Apache Flume is a project for collecting and aggregating large volumes of log events in a distributed computing environment. This is very useful in cluster scenarios such as running dozens or hundreds of Apache Hadoop or Apache Spark nodes for example. Individual nodes can pass along log events to a Flume agent, and each agent is responsible for reliably delivering the log events elsewhere. Combined with the Flume appender, this can be easily utilized in a distributed environment to collect all log events to a central log aggregator. Said aggregator may be something complex like Logstash or Graylog, or perhaps it may be something simple like a single master log file.

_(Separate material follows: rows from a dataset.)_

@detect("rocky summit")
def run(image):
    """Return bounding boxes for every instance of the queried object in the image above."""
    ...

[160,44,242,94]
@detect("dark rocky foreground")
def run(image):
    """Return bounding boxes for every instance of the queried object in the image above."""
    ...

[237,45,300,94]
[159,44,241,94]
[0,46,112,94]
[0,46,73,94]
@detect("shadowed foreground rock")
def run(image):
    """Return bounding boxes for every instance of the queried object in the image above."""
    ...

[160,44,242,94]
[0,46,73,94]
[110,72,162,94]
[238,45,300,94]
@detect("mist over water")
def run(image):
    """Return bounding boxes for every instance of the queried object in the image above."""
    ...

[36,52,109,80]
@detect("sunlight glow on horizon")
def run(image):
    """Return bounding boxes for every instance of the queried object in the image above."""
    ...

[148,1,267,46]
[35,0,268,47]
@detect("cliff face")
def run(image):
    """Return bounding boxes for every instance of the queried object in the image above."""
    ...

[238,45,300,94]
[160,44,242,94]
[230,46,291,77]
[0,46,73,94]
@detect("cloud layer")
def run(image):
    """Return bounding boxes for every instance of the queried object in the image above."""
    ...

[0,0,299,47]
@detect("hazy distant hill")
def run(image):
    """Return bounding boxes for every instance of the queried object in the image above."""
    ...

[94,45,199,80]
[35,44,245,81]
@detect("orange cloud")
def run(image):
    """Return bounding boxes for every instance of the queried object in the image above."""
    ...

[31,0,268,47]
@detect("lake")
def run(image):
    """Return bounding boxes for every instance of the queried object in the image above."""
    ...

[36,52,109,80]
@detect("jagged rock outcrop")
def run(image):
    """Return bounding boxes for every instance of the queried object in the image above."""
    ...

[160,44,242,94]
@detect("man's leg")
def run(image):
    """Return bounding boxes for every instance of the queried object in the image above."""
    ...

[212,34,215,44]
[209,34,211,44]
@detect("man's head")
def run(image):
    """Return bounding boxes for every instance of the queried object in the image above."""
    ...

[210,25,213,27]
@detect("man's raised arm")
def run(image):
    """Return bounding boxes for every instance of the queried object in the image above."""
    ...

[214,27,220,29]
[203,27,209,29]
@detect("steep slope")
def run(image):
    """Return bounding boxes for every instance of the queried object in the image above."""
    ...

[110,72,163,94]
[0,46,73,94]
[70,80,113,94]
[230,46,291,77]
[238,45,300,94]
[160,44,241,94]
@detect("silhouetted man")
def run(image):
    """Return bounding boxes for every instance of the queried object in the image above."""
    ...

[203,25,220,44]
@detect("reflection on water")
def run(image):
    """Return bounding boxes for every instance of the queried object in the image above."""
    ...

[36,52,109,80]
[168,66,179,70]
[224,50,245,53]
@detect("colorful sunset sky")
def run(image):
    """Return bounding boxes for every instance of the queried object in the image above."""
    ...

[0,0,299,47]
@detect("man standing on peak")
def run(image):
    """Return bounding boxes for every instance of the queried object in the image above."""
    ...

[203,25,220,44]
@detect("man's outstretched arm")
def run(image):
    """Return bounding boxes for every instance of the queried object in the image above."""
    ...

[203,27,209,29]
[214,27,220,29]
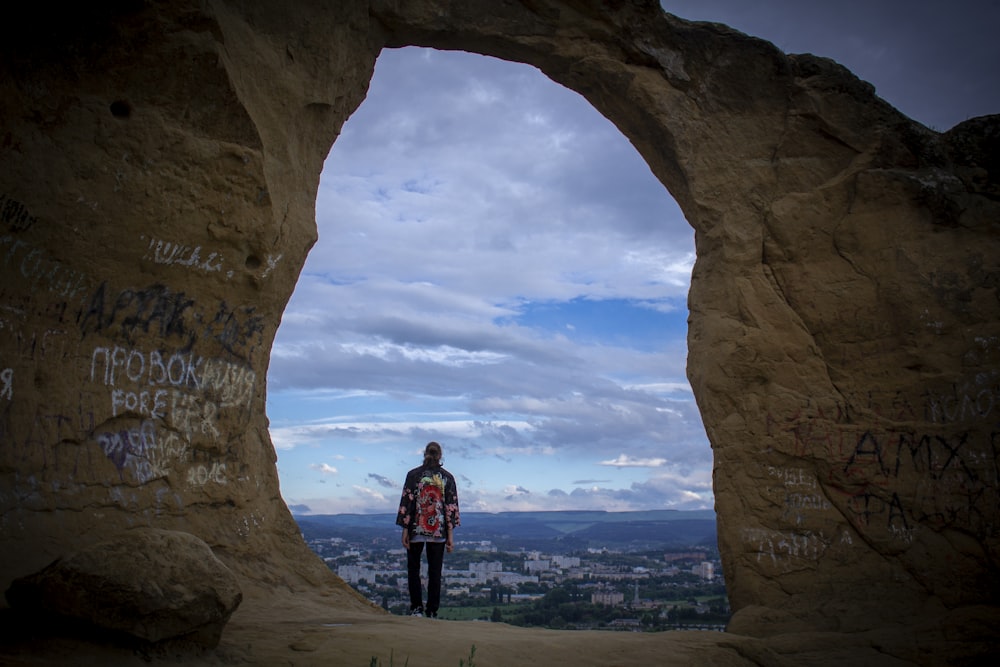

Now that we have our logs all in one place, we can really step up the operations game. We can set up alerts based on log level thresholds, number of messages, frequency of messages, and triggers based on any metadata contained within. If we want to get really fancy, we can train some machine learning models via Spark or Apache Mahout combined with any other exported metrics data to attempt to predict failure of our services. Such a technique could also be used for all sorts of observability of clusters and microservices. Combined with scripts to automatically scale or restart services, operations can become more proactive in maintaining their systems.

There are dozens more frameworks, libraries, and tools that could be covered here. Logging is something all developers do whether they’re using the proper tools or not, so it’s a great idea to get familiar with the tools and concepts in order to improve the metadata being created by applications. Developers should work closely with operators (devops) in order to find a good balance of logging verbosity and observability. Managing logs is a complex topic that many people tend to overlook, but having a good logging architecture in place can help save the day during a production issue. As a final note, to those using the Java Platform, Apache Log4j 2 is the premier logging library for Java, Scala, Groovy, Kotlin, and any other JVM language. It is common for logging to add noticeable overhead to applications, and the typical solution is to simply disable logging, but this removes all the advantages to logging in the first place! Instead, take a look at the numbers and see how Log4j can be used with very minimal overhead, even in high frequency trading applications.